Bahwa Kepala Kantor Bapedal Kota Batam, Dendi N. Purnomo dan Kepala Dinas KP2K Kota Batam Drh. Suhartini, pernah menyebutkan di harian lokal Batam, bahwa setiap mangrove/lahan yang dimanfaatkan dan mengakibatkan rusaknya mangrove, maka perusahaan atau yang bersangkutan harus menyiapkan lahan pengganti untuk penanaman pohon bakau/mangrove. Perlu diketahui, bahwa untuk menjamin ketersediaan air tawar bagi masyarakat Batam dan sekitarnya, maka mangrove di bibir pantai atau tepian pantai dan pulau-pulau sekitarnya harus tetap terjaga kelestariannya.
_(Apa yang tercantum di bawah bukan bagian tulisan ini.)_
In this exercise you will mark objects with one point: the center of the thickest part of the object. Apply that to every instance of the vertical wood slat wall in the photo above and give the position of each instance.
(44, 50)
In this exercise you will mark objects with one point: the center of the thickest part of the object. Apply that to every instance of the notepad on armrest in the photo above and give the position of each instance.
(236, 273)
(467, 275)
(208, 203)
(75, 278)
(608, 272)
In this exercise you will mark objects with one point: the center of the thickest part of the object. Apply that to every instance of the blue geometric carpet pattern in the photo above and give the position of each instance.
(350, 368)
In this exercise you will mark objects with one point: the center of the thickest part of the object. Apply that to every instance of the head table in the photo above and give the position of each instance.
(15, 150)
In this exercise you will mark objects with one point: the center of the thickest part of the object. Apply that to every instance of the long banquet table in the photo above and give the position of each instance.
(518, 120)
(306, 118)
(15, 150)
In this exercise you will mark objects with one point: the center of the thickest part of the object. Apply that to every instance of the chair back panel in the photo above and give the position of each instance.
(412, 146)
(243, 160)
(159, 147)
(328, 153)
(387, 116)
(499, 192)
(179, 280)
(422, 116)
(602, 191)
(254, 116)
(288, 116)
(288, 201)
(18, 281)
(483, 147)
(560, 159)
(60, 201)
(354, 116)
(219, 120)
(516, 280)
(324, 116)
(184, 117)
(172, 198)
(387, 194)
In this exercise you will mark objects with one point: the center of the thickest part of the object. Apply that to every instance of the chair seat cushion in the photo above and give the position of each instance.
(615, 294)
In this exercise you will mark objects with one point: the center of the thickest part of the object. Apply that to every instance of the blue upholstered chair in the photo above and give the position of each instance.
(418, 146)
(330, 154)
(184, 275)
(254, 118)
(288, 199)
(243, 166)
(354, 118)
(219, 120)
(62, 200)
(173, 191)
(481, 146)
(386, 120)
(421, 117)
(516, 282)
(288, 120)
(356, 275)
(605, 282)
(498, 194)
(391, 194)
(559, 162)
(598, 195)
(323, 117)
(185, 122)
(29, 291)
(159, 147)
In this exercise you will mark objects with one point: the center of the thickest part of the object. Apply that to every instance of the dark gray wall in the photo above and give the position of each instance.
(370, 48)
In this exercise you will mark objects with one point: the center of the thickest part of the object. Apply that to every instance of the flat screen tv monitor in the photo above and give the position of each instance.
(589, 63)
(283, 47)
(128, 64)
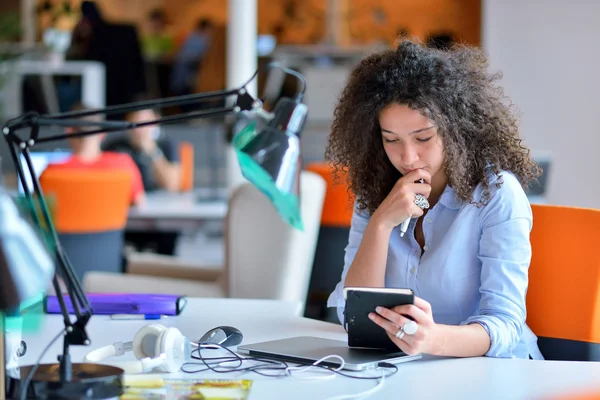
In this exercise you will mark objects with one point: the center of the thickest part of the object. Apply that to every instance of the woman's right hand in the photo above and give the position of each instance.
(400, 202)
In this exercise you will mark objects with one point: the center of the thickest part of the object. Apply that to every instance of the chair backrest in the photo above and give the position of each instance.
(186, 156)
(563, 299)
(265, 257)
(90, 213)
(338, 205)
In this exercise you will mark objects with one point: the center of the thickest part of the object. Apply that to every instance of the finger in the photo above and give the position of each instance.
(412, 311)
(423, 305)
(385, 323)
(420, 188)
(403, 345)
(415, 175)
(392, 316)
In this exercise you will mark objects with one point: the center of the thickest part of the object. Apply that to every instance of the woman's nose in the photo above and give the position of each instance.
(409, 155)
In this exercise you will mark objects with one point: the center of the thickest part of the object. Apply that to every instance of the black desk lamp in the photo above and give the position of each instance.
(268, 151)
(26, 268)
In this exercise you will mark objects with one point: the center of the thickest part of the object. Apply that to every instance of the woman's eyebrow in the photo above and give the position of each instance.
(410, 133)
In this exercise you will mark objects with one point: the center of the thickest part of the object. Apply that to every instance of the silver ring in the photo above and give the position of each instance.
(400, 333)
(421, 201)
(410, 327)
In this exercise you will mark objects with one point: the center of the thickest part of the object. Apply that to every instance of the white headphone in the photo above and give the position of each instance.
(154, 346)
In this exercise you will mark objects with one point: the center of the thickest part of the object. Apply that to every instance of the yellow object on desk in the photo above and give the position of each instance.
(155, 387)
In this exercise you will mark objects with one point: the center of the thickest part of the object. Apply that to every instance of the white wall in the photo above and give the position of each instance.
(549, 53)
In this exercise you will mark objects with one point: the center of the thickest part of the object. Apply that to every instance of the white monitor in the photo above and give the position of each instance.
(40, 160)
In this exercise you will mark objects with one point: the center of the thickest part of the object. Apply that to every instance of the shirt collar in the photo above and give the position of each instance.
(450, 199)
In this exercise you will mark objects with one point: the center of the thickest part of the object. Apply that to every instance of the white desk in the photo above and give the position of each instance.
(430, 378)
(92, 73)
(177, 211)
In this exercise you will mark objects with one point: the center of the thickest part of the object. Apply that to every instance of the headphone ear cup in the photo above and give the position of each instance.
(175, 346)
(146, 340)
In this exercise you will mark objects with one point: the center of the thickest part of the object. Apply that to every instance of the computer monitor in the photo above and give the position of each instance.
(40, 160)
(265, 45)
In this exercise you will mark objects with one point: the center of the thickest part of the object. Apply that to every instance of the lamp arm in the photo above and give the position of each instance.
(75, 330)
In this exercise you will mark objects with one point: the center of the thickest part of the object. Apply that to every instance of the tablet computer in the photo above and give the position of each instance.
(360, 301)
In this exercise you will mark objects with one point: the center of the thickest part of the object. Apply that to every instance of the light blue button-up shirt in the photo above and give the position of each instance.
(473, 267)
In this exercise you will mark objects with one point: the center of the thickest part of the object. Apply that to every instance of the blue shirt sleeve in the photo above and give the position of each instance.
(505, 255)
(359, 222)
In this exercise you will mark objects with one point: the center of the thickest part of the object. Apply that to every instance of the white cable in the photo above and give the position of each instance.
(330, 373)
(360, 395)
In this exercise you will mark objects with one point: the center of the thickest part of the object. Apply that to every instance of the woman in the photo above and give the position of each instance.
(427, 135)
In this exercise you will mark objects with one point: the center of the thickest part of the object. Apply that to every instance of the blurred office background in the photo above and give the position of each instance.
(546, 49)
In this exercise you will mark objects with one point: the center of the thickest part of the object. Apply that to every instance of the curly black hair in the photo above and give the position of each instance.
(452, 88)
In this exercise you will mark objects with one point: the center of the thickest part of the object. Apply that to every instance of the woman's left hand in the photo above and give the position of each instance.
(425, 340)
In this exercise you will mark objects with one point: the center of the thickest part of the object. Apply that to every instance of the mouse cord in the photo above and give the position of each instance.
(330, 371)
(363, 394)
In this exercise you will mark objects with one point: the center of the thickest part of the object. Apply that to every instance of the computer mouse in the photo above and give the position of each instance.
(225, 336)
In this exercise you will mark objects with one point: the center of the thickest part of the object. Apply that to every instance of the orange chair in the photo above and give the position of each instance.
(186, 154)
(90, 213)
(333, 238)
(563, 299)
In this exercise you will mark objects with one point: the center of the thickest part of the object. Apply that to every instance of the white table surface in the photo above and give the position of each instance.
(168, 211)
(259, 320)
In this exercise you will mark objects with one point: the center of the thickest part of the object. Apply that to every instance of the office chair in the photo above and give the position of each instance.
(186, 155)
(331, 244)
(90, 213)
(563, 299)
(264, 257)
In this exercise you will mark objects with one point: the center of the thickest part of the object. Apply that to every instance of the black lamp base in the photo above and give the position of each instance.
(89, 381)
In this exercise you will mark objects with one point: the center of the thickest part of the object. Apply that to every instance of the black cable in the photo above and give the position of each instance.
(36, 365)
(268, 364)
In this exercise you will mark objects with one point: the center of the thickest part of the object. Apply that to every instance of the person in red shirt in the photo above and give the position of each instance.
(87, 154)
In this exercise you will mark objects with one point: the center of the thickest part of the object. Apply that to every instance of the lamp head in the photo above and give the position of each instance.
(269, 157)
(26, 267)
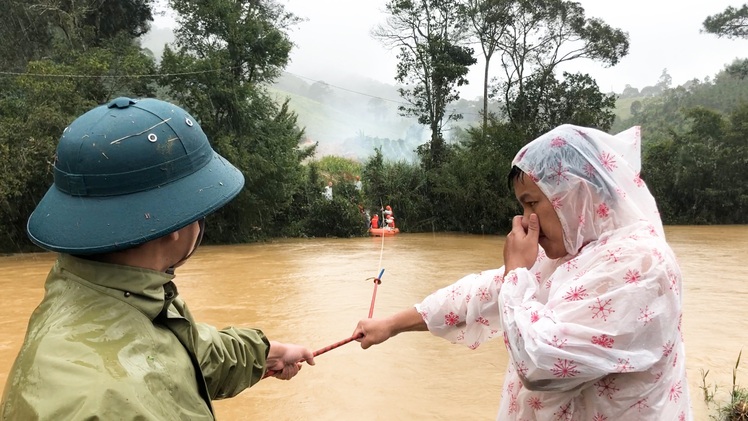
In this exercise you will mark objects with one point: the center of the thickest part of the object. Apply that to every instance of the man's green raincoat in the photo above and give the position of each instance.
(115, 342)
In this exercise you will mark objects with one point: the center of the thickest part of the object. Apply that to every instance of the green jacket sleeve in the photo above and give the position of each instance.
(231, 359)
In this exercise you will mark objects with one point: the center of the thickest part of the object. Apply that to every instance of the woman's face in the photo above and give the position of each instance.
(534, 201)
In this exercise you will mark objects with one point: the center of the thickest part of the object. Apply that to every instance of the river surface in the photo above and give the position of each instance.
(313, 291)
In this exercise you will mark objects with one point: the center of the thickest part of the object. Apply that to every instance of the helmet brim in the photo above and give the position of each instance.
(94, 225)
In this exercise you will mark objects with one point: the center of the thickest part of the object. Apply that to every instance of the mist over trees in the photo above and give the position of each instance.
(438, 171)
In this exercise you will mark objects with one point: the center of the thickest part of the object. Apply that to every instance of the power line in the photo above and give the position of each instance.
(135, 76)
(368, 95)
(158, 75)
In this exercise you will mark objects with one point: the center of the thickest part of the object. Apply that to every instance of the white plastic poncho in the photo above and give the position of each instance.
(596, 335)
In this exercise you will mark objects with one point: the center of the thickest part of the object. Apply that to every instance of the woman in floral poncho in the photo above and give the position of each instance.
(589, 301)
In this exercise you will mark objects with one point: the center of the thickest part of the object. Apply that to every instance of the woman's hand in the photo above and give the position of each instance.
(521, 247)
(372, 331)
(285, 359)
(375, 331)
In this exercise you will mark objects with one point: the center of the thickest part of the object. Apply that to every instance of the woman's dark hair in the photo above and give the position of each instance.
(515, 174)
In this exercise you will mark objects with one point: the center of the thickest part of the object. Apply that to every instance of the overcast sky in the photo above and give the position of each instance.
(663, 34)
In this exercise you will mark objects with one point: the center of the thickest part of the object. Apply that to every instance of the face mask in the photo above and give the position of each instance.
(201, 225)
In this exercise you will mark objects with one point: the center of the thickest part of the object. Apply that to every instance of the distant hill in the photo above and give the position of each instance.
(351, 122)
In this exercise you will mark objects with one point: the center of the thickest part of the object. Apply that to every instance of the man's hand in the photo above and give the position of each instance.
(521, 247)
(285, 359)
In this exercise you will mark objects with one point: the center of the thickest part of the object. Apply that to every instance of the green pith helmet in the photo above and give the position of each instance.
(129, 172)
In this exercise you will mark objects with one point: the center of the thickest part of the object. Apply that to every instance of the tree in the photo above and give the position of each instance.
(542, 35)
(490, 21)
(665, 80)
(44, 42)
(576, 99)
(233, 50)
(730, 23)
(432, 62)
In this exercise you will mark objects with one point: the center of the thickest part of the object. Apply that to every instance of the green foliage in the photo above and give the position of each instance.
(693, 175)
(734, 410)
(532, 47)
(335, 218)
(401, 185)
(236, 47)
(546, 103)
(730, 23)
(475, 195)
(433, 63)
(47, 43)
(339, 169)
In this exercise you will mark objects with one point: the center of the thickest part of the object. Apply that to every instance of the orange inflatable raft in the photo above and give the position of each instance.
(378, 232)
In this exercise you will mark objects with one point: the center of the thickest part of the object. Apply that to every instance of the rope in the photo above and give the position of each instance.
(377, 281)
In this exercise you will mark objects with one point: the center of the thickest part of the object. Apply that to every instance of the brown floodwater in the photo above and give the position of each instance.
(313, 291)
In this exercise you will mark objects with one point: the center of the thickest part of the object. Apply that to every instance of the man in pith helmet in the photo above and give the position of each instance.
(112, 339)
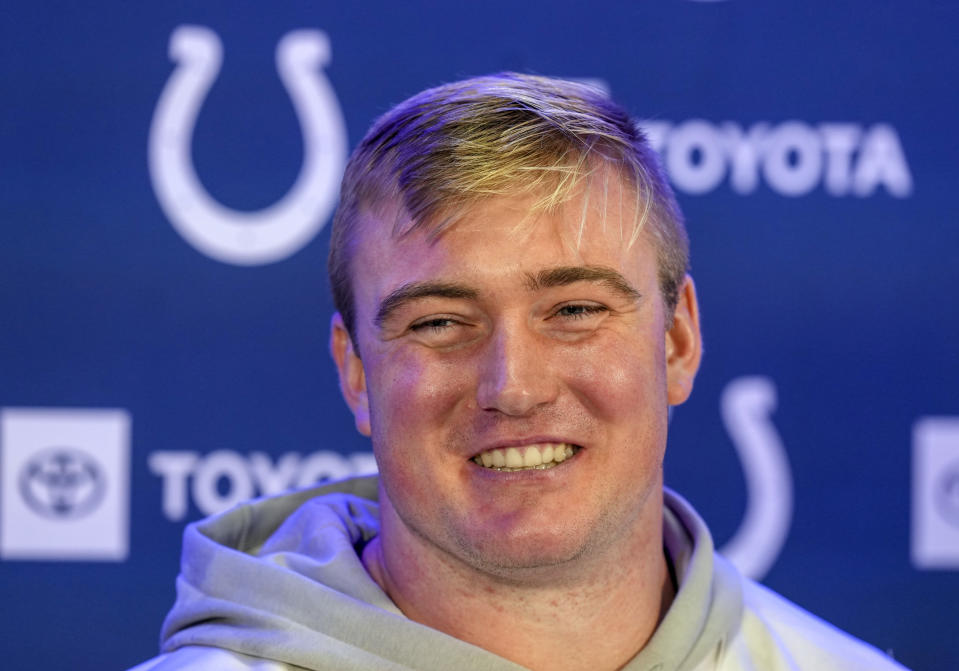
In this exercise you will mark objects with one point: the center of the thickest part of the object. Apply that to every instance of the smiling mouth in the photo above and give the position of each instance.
(527, 457)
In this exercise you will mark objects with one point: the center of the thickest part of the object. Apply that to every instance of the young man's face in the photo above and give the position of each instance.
(501, 340)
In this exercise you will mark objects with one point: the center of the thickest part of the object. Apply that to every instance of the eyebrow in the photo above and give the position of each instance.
(415, 290)
(544, 279)
(564, 275)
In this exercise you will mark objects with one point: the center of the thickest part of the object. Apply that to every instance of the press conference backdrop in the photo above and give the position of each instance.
(168, 173)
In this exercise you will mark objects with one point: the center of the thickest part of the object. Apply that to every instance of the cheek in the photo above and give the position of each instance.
(616, 378)
(412, 397)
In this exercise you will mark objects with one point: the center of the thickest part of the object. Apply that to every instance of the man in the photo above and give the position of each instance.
(514, 320)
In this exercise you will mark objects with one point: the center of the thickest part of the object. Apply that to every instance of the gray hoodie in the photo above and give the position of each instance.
(280, 579)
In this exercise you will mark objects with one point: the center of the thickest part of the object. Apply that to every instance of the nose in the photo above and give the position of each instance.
(515, 376)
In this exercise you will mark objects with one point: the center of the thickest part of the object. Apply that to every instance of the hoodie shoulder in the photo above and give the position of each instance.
(203, 658)
(777, 634)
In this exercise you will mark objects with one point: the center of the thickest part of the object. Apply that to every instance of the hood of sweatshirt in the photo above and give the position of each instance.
(280, 578)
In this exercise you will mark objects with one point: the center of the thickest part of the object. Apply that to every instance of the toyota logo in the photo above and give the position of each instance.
(62, 483)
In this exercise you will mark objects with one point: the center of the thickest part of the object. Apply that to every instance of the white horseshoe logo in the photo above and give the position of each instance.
(746, 405)
(277, 231)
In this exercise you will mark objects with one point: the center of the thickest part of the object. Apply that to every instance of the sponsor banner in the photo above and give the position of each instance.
(219, 480)
(935, 493)
(791, 158)
(65, 484)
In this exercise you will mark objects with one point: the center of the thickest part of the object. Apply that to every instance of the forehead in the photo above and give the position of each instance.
(505, 238)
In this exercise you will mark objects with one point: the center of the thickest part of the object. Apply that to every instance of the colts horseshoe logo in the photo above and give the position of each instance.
(745, 405)
(275, 232)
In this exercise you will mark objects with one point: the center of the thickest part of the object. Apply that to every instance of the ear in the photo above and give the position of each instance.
(352, 374)
(684, 345)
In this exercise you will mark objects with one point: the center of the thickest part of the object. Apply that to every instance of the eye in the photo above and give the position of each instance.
(434, 325)
(575, 311)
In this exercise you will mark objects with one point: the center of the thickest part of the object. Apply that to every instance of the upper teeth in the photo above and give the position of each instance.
(544, 455)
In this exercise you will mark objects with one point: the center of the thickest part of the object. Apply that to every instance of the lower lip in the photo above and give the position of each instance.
(525, 474)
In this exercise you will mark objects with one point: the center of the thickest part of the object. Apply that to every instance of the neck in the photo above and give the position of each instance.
(594, 612)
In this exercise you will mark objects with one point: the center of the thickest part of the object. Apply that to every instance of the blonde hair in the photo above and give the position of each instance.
(442, 150)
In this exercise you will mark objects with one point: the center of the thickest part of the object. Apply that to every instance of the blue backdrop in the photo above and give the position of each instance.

Penyebab Kerusakan Mangrove
1. Gampangnya pengalokasian lahan kepada pengusaha untuk usaha komersil, khususnya lokasi yang berada di tepian pantai atau di pinggir laut yang didominasi tumbuhan hutan bakau (mangrove). Semestinya eksistensi dan ekosistem mangrove harus menjadi bagian pertimbangan sebelum mengalokasikan lahan menjadi usaha komersil.
2.Lambatnya pembuatan dan penyelesaian RT/RW Kota Batam yang merupakan acuan pembangunan di wilayah Batam.
3.Kebijakan Pemerintah Kota Batam dalam pengelolaan tata ruang kurang mempertimbangkan fungsi dan luas kawasan hutan minimal 30% dari luas Daerah Aliran Sungai (DAS), dan hal ini berpotensi terganggunya keseimbangan tata air, seperti banjir, erosi, sedimentasi, kekurangan air serta rusaknya ekosistem mangrove di kawasan pesisir pantai.
4.Lemahnya penegakan hukum di Kota Batam, berakibat pada banyak oknum dan pengusaha yang tidak bertanggung jawab, menyuruh masyarakat untuk menebang, merambah dan merusak mangrove untuk pembuatan arang bakau untuk di ekspor ke berbagai negara tetangga dan negara lainnya.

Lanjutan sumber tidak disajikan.